Yo creo que, en el fondo, la gente ama la limpieza, como lo demuestra el hecho conocido de personas que, sin distinción de sexo, apenas terminan de comer, sacuden el mantel por la ventana o hacen lo propio con la alfombra del dormitorio al levantarse, pero César es obstinado y no está por darme la razón, insistiendo en preocuparme con el argumento de que estamos perdiendo la capacidad, tanto humana como presupuestaria, de limpiar lo que hemos ensuciado, así que dentro de algunos miles de años, los arqueólogos tendrán muy clara nuestra torpe forma de vida, escrita en estratos de pocilga.   

Consecuente con sus ideas, rechazó la fresa de plata con la que el ayuntamiento pretendía reconocer su trayectoria laboral y propuso en su lugar a los basureros, porque ese trabajo, que siempre fue necesario, se ha convertido en imprescindible por culpa de nuestra indolencia y la falta de vigilancia de quien la tiene encomendada.
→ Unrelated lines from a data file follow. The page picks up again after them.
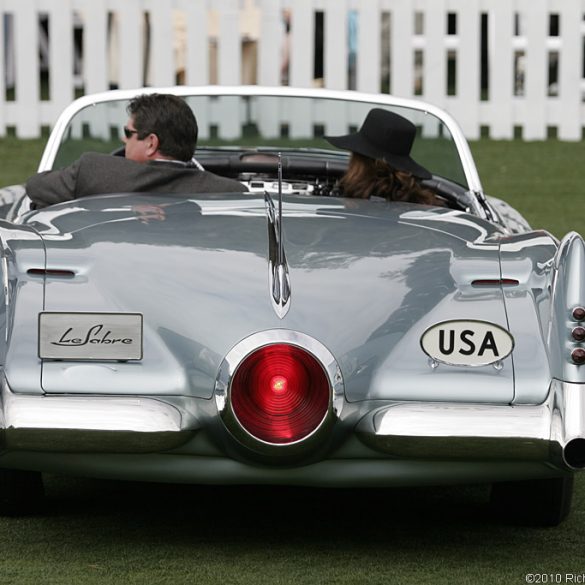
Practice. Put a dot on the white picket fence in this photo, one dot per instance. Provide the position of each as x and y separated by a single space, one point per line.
501 67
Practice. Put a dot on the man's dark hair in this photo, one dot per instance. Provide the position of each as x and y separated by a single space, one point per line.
170 118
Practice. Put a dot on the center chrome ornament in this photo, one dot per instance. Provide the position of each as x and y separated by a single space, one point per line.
467 342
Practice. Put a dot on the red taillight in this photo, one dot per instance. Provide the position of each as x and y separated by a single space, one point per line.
280 393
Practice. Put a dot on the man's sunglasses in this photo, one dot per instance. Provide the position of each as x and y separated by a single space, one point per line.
128 133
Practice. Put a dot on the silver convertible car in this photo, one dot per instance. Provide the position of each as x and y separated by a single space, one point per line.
287 335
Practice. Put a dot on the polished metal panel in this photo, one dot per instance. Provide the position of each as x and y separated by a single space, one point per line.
90 336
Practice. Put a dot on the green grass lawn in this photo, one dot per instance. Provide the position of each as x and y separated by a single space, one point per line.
129 533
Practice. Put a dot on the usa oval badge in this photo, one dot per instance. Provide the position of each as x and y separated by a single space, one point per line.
467 342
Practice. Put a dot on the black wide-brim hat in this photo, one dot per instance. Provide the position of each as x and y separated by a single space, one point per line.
387 136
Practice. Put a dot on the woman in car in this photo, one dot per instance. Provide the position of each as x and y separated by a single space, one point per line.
380 164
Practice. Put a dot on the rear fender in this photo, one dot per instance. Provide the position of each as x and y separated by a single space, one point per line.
568 292
22 262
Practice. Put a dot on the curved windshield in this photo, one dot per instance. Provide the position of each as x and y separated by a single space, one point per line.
275 121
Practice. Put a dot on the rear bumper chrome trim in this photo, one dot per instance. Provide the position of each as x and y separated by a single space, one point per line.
450 431
106 424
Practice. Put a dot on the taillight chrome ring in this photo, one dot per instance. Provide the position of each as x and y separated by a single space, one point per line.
246 349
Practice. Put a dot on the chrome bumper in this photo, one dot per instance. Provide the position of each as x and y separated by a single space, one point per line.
106 424
553 431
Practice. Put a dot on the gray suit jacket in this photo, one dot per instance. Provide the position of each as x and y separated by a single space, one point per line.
99 174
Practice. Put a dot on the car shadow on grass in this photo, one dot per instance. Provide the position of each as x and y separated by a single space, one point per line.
253 512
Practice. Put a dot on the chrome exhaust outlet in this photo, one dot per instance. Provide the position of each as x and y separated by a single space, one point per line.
568 422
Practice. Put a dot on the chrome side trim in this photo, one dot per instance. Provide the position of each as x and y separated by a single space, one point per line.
235 357
278 274
468 431
112 424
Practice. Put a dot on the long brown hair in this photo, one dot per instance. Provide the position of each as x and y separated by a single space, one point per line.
366 177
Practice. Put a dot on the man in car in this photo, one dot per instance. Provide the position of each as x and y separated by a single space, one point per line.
160 139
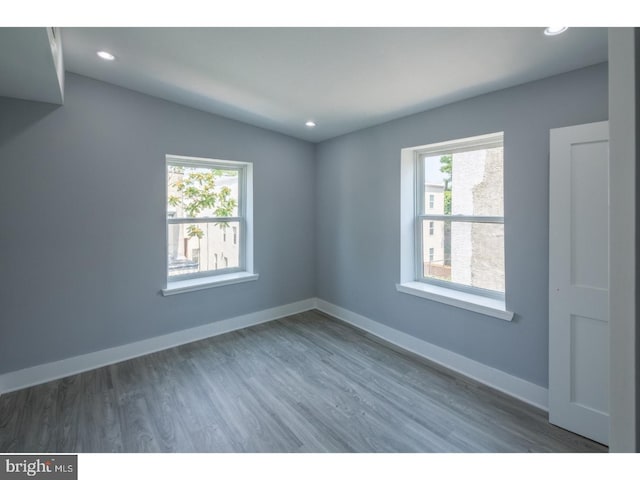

Otro día tal vez les explique la ocurrencia que ha tenido de proponer una tasa retornable para todo lo que sea susceptible de ensuciar el suelo. 

Con historias de este calibre, salgo cada mañana reconociendo el trabajo de la gente que barre las calles y añado a esta preocupación otras suciedades a las que nos vamos acostumbrando, quizás menos visibles, pero de peor olor, pronóstico y remedio. Sí, me refiero a ésas que suman beneficios y restan honradez.